In Kürze
Ein Low Performer (auch: Minderleister) ist ein Arbeitnehmer, dessen Arbeitsleistung dauerhaft und erheblich unter dem Durchschnitt vergleichbarer Kollegen liegt. Das kann arbeitsrechtliche Konsequenzen bis hin zur Kündigung nach sich ziehen.
Definition
Von einem Low Performer spricht man, wenn jemand im Vergleich zu ähnlich eingesetzten Kollegen unter gleichen Bedingungen deutlich weniger oder schlechter arbeitet. Dabei unterscheidet man zwei Arten der Messung:
- Quantitativ: Der Arbeitnehmer produziert oder erledigt spürbar weniger als der Durchschnitt.
- Qualitativ: Der Arbeitnehmer macht deutlich mehr Fehler als vergleichbare Kollegen.
Damit eine Minderleistung arbeitsrechtlich relevant ist, muss sie erheblich sein und über einen längeren Zeitraum andauern. Das Bundesarbeitsgericht hat eine Leistungsminderung von 30 % als erheblich eingestuft.
Wichtig: Bei der Berechnung des Durchschnitts dürfen nur wirklich vergleichbare Arbeitnehmer herangezogen werden. Besonders leistungsstarke Kollegen (sogenannte Top-Performer) dürfen nicht einbezogen werden, weil sie den Durchschnittswert nach oben verzerren würden.
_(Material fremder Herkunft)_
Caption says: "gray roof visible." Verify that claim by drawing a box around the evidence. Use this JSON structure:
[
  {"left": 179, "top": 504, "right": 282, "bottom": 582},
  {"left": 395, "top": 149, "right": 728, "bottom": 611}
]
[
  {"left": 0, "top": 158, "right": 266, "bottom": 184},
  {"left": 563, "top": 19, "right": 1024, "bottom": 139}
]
Bevor ein Arbeitgeber arbeitsrechtliche Schritte einleiten kann, muss er den Arbeitnehmer in der Regel zunächst schriftlich abmahnen. Dabei darf er nicht verlangen, einen bestimmten Durchschnittswert zu erreichen — er darf nur auffordern, die persönliche Leistungsfähigkeit voll auszuschöpfen.
Außerdem sollte der Arbeitgeber die Ursachen der Minderleistung untersuchen und dem Arbeitnehmer wenn möglich Unterstützung zur Leistungssteigerung anbieten. Dies gehört zur Fürsorgepflicht des Arbeitgebers. In manchen Fällen stellt sich dabei heraus, dass die schwache Leistung auf Fehler in der Führung zurückzuführen ist.